The official Judicial Council court forms for Unlawful Detainer Actions, (Summons and Complaint, and Answer) can be downloaded from California Courts Self-Help Center: Landlord/Tenant Page.
Housing providers must follow the legal process to evict tenants. Housing providers cannot use self-help eviction measures such as changing the locks on the door or cutting off utilities to force the tenant to move. Housing providers who use unlawful methods to evict tenants may be liable for tenant's damages, as well as penalties of up to $100 per day from the time the unlawful methods were used.
TRIAL
At the trial, a judge listens to evidence from both the tenant and the housing provider and enters a decision. If the judgment is for the tenant, the tenant may stay in the unit. If the judgment is for the housing provider a Writ of Possession is issued.

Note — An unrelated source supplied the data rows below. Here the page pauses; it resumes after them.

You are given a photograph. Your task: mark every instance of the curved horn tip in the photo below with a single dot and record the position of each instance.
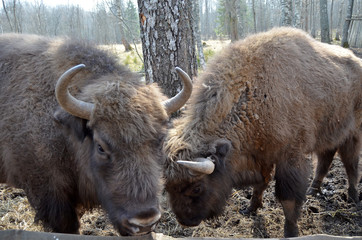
(204, 166)
(69, 103)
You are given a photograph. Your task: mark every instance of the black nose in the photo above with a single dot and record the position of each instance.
(145, 218)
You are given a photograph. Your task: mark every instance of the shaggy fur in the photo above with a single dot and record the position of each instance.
(64, 162)
(274, 96)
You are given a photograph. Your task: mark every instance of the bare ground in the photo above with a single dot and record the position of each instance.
(328, 213)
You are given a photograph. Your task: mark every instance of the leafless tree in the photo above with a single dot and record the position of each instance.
(167, 41)
(344, 42)
(325, 36)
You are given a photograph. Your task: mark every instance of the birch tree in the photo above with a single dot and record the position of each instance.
(167, 42)
(287, 11)
(197, 32)
(344, 42)
(325, 36)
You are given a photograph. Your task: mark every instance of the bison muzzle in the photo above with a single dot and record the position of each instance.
(78, 130)
(260, 106)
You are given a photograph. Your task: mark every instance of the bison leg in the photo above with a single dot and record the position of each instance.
(323, 165)
(258, 190)
(290, 188)
(57, 214)
(257, 199)
(349, 153)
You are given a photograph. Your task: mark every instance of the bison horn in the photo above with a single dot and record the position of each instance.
(175, 103)
(69, 103)
(201, 165)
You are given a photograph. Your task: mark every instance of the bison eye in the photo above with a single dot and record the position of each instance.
(100, 149)
(196, 190)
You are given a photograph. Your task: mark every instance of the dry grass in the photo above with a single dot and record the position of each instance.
(329, 213)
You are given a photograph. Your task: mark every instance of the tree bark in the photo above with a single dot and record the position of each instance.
(233, 19)
(197, 32)
(287, 11)
(344, 42)
(167, 42)
(254, 17)
(122, 31)
(7, 15)
(325, 37)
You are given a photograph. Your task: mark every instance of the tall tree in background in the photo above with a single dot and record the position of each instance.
(197, 32)
(12, 14)
(344, 42)
(116, 8)
(254, 15)
(167, 42)
(232, 18)
(287, 12)
(325, 36)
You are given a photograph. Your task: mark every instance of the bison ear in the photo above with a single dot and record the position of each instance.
(221, 148)
(72, 125)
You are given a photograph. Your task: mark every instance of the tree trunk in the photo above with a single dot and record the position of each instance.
(313, 13)
(287, 11)
(331, 21)
(297, 14)
(167, 42)
(254, 17)
(324, 21)
(124, 41)
(339, 24)
(197, 33)
(344, 42)
(207, 19)
(7, 15)
(233, 19)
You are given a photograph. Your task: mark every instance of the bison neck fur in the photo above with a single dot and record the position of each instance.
(65, 162)
(275, 96)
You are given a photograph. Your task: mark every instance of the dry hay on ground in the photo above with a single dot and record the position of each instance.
(329, 213)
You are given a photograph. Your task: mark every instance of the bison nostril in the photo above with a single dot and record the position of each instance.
(146, 218)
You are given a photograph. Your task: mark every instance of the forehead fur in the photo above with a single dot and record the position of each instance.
(128, 112)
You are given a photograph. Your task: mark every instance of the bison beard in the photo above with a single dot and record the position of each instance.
(273, 97)
(91, 136)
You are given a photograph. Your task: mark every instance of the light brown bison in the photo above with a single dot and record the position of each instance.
(93, 137)
(264, 102)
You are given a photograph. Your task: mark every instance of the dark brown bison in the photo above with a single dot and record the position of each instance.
(93, 137)
(264, 103)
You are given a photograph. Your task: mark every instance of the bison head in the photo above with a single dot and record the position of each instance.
(198, 183)
(115, 128)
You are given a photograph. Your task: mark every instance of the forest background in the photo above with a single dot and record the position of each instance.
(117, 21)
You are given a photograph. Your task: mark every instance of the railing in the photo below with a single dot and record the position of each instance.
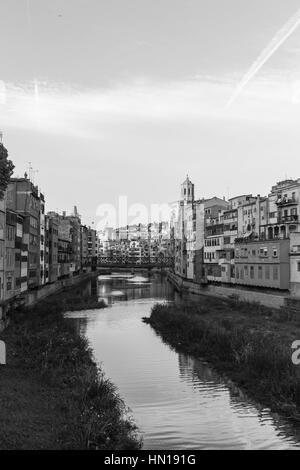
(148, 261)
(288, 218)
(286, 201)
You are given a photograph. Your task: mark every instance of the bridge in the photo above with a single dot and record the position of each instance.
(131, 262)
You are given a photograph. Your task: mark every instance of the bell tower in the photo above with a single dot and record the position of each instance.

Judgments for the tenant are generally ones in which the tenant can prove the eviction was retaliatory or discriminatory in nature or in which notices from the housing provider were improperly written or served, or demand too much money. The tenant may also win if they can prove there were serious habitability defects that the landlord knew about but didn’t fix. In that case the judge would order the landlord to make the necessary repairs and, as a condition of staying in the unit, the tenant may be ordered to pay a “fair rental value” (usually a reduced rent for the unit when it was in a substandard condition) within two or three days. If the tenant pays this amount on time, the tenant will win. However, if the tenant fails to pay this amount on time, the landlord automatically wins and the tenant will be evicted. Having that rent money available immediately in case a tenant wins is an important reason why a tenant who chooses to withhold rent should place the rent money in a trust account pending repairs of substandard conditions. If a tenant is not able to demonstrate one of these defenses, the judgment is generally in favor of the housing provider.
WRIT OF POSSESSION
A housing provider obtains the Writ of Possession through either a Default Judgment (tenant files no answer to the unlawful detainer) or a judgment in favor of the housing provider. After posting the Writ of Possession the tenant has at least five days to voluntarily leave the unit. If the tenant does not leave voluntarily, the Writ of Possession gives the housing provider the right to have the sheriff physically remove and lock out the tenant. The tenant has 18 days to reclaim any belongings left behind at the rental unit upon payment of “reasonable storage fees” to the housing provider. The housing provider may not take possession of the rental until after the sheriff has removed the tenant.
NOTE: Credit reporting agencies search court records for filings of Unlawful Detainer eviction lawsuits. These may be added to a tenant’s credit record. This could make applying for housing from another landlord difficult, particularly in Sonoma County’s tight housing market! If, however, the tenant wins the eviction lawsuit, or if the tenant and landlord reach a settlement agreement, it is unlawful for another potential landlord to refuse to rent to the tenant because of that Unlawful Detainer lawsuit (California Civil Code, Sections 1786.18; 1786.50).
The chapter of the California Department of Consumer Affairs' publication, California Tenants, provides a complete description of Unlawful Detainer lawsuits. "The Eviction Process (Unlawful Detainer Lawsuits)," can be downloaded from the California Department of Consumer Affairs' web site.